(1 year, 9 months ago)
Grand CommitteeMy Lords, it is a pleasure to follow the noble Baroness, Lady Sheehan, who has highlighted the gender aspects of this debate, and the noble Lord, Lord Sharkey, who has been a consistent champion on this issue in your Lordships’ House. I wish to make a couple of comments additional to what has already been said, while offering support for this amendment to push the Government to take action.
It was Green Party conference at the weekend, and I found myself discussing again and again how the public, who once thought that when the Government announced something that meant it would happen, are increasingly aware of the legislative process, and even the role of your Lordships’ House, because it is taking so long between government announcements and something actually happening. That is true of the announcement of a bottle deposit scheme for England, but there has been an even longer stretch between the promise of sharia-compliant finance, particularly for student loans, and the delivery.
The last figures that I saw showed that 9% of higher education students in the UK were Muslim. Extending loans for lifelong learning into further education makes it very likely that the percentage of students affected by the lack of sharia-compliant loans will increase. It is not as though the Government have not been reminded of this again and again. I note, again, that it was in July 2021, during the passage of what became the Skills and Post-16 Education Act, that we debated this. We were promised, “Yes, it’s going to happen; it’ll come”, but, yet again, we have just had a report from the Government which shows that there has been no progress. That is simply not good enough.
We often debate in your Lordships’ House how to get trust in government and the system. One way is to deliver on your promises in a reasonable and timely manner, particularly the things that really should not be that difficult, of which sharia-compliant loans is a case in point.
My Lords, I support the noble Lord, Lord Sharkey, in this. There is no question that there are a large number of Muslims, both students and others, who have the very strong belief that their religion forbids them from engaging in normal financial practices as recognised in the West. It is about time we did something about it; it has taken far too long to get to where we are now, and we need to find a solution, particularly for student finance, where it is urgently indeed.
I can entirely understand why there is a problem.
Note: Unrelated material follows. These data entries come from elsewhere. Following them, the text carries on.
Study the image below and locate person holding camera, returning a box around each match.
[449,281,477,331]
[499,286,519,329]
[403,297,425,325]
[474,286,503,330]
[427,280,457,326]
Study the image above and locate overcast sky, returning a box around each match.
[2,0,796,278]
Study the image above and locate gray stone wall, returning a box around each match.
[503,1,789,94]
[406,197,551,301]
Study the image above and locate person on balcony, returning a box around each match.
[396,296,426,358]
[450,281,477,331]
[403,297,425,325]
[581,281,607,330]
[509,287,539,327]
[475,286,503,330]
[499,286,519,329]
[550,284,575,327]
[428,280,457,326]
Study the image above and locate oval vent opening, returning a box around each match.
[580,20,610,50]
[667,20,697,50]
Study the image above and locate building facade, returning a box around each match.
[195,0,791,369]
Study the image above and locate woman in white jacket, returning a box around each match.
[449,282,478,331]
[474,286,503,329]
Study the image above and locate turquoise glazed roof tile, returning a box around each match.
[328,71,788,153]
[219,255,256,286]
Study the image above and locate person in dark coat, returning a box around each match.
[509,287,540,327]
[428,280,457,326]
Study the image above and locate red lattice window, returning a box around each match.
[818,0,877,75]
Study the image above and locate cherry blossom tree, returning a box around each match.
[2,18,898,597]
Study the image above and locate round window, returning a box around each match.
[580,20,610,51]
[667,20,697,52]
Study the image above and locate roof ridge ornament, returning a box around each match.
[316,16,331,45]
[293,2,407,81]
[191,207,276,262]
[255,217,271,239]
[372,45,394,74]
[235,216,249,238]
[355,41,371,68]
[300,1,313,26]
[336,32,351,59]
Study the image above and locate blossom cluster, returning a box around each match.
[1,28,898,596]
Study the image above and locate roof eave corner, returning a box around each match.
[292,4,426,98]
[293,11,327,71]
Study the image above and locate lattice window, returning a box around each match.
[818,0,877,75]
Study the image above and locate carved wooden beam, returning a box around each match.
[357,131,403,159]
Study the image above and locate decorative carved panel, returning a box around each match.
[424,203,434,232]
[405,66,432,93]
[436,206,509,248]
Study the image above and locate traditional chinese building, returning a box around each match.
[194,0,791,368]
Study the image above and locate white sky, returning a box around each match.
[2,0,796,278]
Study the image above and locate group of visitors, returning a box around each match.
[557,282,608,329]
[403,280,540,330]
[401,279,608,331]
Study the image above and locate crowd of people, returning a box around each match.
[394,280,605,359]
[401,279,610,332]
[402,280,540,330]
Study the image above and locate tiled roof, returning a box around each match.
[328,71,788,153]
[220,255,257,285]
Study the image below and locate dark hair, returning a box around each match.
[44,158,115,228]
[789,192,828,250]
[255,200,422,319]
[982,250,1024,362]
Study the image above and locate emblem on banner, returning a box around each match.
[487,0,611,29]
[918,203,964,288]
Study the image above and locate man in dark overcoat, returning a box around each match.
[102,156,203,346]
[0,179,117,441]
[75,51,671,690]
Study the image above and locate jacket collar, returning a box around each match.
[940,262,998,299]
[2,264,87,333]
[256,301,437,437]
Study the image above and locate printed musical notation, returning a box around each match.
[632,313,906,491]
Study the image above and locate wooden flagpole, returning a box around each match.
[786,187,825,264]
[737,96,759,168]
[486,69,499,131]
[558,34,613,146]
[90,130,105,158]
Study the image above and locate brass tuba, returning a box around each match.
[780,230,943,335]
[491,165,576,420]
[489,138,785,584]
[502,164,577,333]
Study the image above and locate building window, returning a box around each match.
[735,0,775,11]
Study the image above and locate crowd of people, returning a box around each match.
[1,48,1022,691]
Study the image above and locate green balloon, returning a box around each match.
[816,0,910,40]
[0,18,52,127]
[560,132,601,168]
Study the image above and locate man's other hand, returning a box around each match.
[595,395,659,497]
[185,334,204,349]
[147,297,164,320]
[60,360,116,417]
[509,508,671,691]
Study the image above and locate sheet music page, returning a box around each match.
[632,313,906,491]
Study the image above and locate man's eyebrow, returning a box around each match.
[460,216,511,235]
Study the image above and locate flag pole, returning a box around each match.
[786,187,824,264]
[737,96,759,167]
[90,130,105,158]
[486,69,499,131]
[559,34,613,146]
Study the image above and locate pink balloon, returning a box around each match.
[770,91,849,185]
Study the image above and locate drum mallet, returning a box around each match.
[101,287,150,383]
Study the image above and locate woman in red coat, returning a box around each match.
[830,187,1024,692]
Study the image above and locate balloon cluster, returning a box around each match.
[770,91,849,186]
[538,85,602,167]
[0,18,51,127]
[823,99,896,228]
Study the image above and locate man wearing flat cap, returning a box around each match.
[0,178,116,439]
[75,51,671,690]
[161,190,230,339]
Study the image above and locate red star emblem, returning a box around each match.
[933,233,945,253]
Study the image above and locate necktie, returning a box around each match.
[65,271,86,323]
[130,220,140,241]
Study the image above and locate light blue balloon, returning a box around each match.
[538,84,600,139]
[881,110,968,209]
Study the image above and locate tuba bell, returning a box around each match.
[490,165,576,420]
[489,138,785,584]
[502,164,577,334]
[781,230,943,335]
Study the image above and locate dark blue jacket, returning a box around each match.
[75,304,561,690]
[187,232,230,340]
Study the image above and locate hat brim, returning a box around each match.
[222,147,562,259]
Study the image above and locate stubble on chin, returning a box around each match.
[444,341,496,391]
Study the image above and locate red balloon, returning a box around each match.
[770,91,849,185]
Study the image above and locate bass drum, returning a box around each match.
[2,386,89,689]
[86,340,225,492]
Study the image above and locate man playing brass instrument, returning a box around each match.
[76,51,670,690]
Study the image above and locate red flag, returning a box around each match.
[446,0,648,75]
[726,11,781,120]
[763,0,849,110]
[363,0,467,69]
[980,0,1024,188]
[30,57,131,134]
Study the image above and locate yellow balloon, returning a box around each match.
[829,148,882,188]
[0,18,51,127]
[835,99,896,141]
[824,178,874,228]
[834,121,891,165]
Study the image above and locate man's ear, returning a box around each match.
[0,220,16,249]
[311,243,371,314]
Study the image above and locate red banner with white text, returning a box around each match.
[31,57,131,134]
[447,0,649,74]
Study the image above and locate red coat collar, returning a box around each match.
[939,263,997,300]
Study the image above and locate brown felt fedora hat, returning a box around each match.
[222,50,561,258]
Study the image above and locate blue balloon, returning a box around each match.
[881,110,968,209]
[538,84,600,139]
I understand why His Majesty’s Treasury is finding it difficult to find a solution. I spent a considerable part of my banking career devising means of meeting the religious requirements of Muslim communities to access financial services, often in conjunction with the Islamic Development Bank. It is an extraordinarily complex business. There are many different ways of doing it, but one of the problems is that there is no universal agreement as to what is an acceptable form of finance under the sharia. That is partly because of the difficulties between the various types of Islam—Sunni or Shia—and the various interpretations within the various branches of Islam itself, which also impact the nature of the financial products that are capable of being used. Indeed, Islamic scholars, particularly in the Sunni version of Islam, cannot agree among themselves what is acceptable and what is not. All this leads to considerable problems in devising a universally acceptable product.
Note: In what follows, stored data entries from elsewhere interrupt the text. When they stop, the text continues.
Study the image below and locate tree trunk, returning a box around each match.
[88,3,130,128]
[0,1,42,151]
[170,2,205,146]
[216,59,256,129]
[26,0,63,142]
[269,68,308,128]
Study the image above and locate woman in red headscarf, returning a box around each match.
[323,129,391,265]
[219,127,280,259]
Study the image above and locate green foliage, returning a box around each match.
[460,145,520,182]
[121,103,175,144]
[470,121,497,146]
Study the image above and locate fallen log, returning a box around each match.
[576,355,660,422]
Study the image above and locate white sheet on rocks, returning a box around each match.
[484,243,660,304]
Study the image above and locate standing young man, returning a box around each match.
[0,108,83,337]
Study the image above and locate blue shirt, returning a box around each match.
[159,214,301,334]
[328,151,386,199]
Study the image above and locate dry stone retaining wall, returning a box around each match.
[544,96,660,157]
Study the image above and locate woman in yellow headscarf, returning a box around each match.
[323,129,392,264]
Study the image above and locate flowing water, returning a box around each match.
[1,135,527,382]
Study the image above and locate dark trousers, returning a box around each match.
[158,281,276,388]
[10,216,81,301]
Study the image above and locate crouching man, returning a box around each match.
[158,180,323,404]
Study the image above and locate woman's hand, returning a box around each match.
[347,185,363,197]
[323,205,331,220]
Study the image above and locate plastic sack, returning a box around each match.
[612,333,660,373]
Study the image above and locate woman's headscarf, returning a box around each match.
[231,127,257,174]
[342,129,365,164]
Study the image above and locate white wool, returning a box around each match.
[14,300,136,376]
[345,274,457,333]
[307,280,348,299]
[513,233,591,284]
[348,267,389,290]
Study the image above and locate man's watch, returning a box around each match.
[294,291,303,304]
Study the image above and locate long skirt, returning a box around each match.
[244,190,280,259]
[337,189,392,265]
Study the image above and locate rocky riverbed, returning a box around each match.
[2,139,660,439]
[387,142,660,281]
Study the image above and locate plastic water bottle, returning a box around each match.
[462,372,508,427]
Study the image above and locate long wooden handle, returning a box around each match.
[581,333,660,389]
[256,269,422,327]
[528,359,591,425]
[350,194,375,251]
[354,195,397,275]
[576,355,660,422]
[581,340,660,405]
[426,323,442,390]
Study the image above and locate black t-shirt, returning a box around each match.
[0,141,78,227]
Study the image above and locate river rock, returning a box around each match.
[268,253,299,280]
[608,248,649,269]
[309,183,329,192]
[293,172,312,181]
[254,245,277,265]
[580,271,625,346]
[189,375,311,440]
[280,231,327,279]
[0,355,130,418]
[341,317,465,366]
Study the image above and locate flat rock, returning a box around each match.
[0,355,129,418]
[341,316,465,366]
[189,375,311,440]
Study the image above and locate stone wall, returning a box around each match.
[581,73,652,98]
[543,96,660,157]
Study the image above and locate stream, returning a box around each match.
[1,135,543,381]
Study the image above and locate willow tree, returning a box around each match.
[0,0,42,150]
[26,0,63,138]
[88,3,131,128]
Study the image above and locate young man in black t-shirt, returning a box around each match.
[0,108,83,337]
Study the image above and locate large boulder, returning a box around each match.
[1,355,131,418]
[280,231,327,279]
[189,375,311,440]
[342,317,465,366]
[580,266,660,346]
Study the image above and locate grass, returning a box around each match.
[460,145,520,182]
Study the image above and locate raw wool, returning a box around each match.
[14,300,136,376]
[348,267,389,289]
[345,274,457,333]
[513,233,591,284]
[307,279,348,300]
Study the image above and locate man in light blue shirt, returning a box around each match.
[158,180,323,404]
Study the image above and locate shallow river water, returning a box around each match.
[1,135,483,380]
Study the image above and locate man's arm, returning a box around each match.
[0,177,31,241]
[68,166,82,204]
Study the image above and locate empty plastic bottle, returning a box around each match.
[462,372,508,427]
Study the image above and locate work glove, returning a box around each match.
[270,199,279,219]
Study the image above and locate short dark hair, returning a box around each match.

Of course, the additional problem that the Treasury will have is that there is considerable scepticism among the conventional financial markets, particularly the western ones, about the credibility of Islamic finance altogether. To put it bluntly, there is scepticism about whether it is not just a con. In some cases, it is: the market is full of rogues, charlatans and crooks who will try to put up products that do not, in fact, meet the sharia requirements. So there is no great agreement on what should be done.